Take a cue from the real estate industry. When you visit a home with a realtor, it’s not uncommon to smell cinnamon or vanilla from fresh baked cookies or an apple pie. Realtors use smell to create a feeling of comfort or hominess to an unfamiliar environment. Studies have shown that smell is the strongest sense linked to memories. That’s no surprise considering how little we rely on our sense of smell.
For humans our sense of smell defines what we taste, and by that same logic taste can be a powerful memory enhancer. When you taste certain foods or even flavors, it’s not uncommon to remember moments from your childhood. Our varying perceptions of comfort food plays directly into memories linked to taste. Restaurants can easily tap into the idea of taste, and often it’s the most refined part of their brand. How do you achieve that same effect when you’re selling something like fashion?
Neiman Marcus has strangely become associated with chocolate chip cookies through a well –known urban legend. While they didn’t offer cookies when the story first began to circulate, they do offer cookie from their website, and from what I’ve heard they are tasty.

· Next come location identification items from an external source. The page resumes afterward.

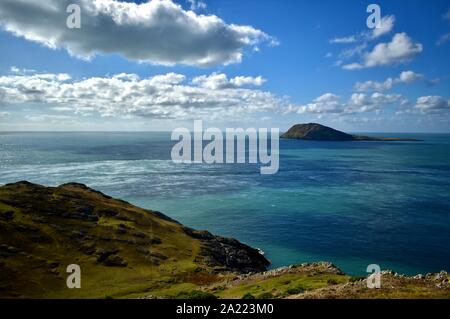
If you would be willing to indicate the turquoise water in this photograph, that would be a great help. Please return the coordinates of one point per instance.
(352, 203)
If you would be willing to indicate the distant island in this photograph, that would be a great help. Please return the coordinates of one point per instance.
(128, 252)
(318, 132)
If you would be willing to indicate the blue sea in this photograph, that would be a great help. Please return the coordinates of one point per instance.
(351, 203)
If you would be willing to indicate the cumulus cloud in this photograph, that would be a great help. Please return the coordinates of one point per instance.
(432, 104)
(349, 39)
(4, 115)
(220, 81)
(197, 5)
(330, 103)
(158, 31)
(164, 96)
(387, 25)
(326, 103)
(404, 77)
(446, 37)
(401, 49)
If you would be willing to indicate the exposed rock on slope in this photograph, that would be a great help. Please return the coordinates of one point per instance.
(318, 132)
(44, 229)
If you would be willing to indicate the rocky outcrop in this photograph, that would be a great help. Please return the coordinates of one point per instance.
(318, 132)
(228, 253)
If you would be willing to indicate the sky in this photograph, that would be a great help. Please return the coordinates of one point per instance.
(161, 64)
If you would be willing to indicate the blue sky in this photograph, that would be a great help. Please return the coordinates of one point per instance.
(254, 63)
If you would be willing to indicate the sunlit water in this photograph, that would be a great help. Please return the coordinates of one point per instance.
(351, 203)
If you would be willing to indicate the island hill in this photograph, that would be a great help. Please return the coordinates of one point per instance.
(128, 252)
(318, 132)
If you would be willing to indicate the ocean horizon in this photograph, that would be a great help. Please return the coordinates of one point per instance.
(350, 203)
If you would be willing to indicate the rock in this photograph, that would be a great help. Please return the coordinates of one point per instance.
(115, 261)
(103, 254)
(318, 132)
(8, 215)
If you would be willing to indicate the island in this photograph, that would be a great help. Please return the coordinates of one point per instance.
(318, 132)
(125, 251)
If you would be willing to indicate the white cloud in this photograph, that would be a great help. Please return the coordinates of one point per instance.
(326, 103)
(220, 81)
(197, 5)
(447, 15)
(349, 39)
(432, 104)
(387, 24)
(158, 31)
(4, 115)
(443, 39)
(400, 50)
(404, 77)
(162, 96)
(330, 103)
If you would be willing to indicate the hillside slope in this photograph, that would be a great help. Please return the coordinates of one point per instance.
(318, 132)
(128, 252)
(121, 249)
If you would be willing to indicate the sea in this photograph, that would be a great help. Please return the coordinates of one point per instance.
(350, 203)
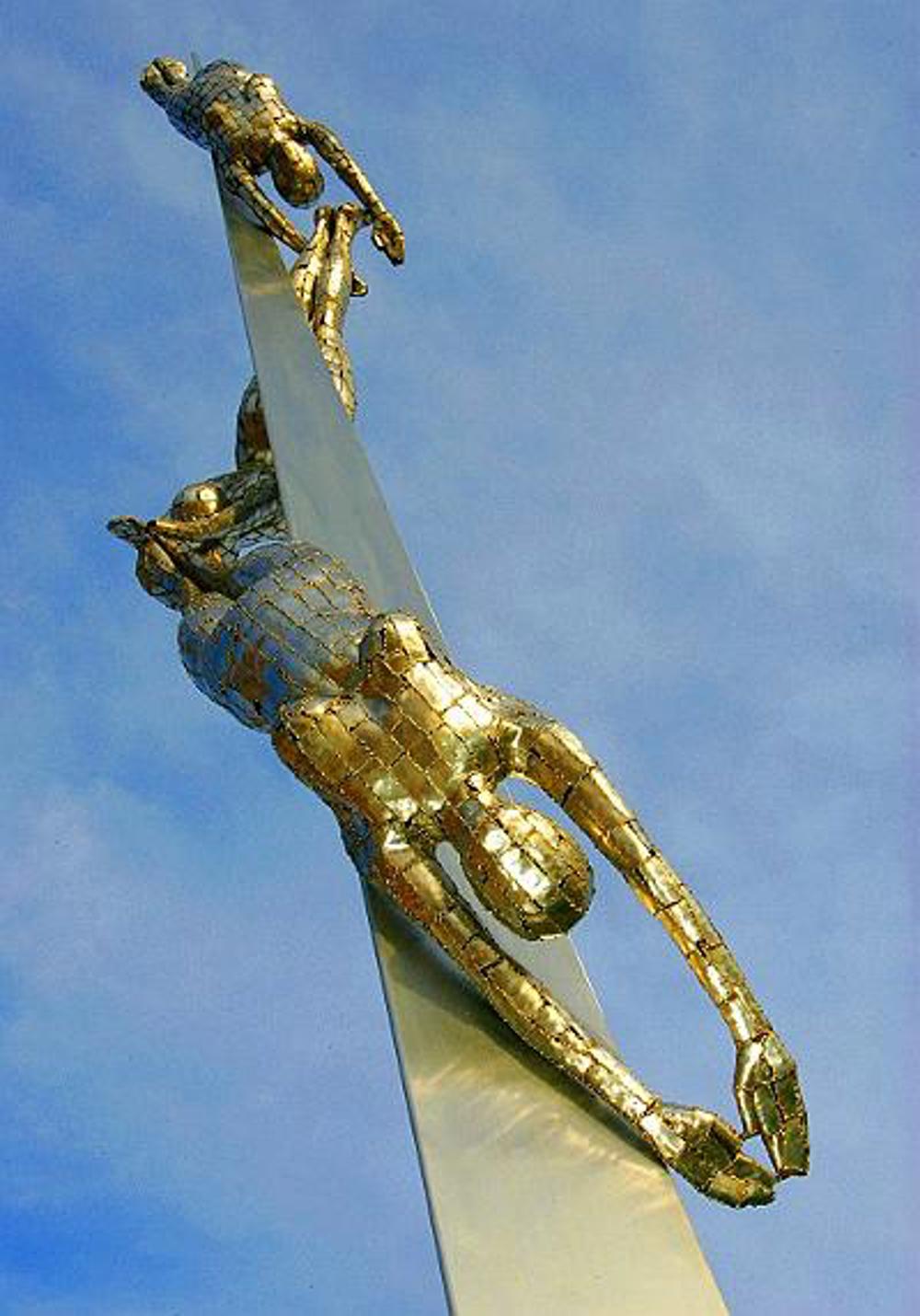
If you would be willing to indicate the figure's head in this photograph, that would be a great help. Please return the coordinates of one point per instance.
(162, 76)
(525, 869)
(295, 173)
(177, 560)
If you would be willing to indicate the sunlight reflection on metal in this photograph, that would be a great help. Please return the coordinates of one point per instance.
(538, 1200)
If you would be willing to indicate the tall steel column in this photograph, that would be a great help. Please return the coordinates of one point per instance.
(540, 1203)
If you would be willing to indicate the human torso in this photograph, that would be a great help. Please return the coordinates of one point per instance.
(254, 110)
(293, 632)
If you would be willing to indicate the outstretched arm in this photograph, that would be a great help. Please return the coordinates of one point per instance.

Through clever use of taste, many customers now think of Neiman Marcus and their high-end fashion offerings when eating a chocolate chip cookie.
Every touchpoint of your brand experience should offer up another pathway for your customers to remember your brand, and how they feel about it. By carefully thinking about how you can engage the senses of sight, sound, touch, smell and taste you can begin to create a rich brand experience that your clients will remember for years to come.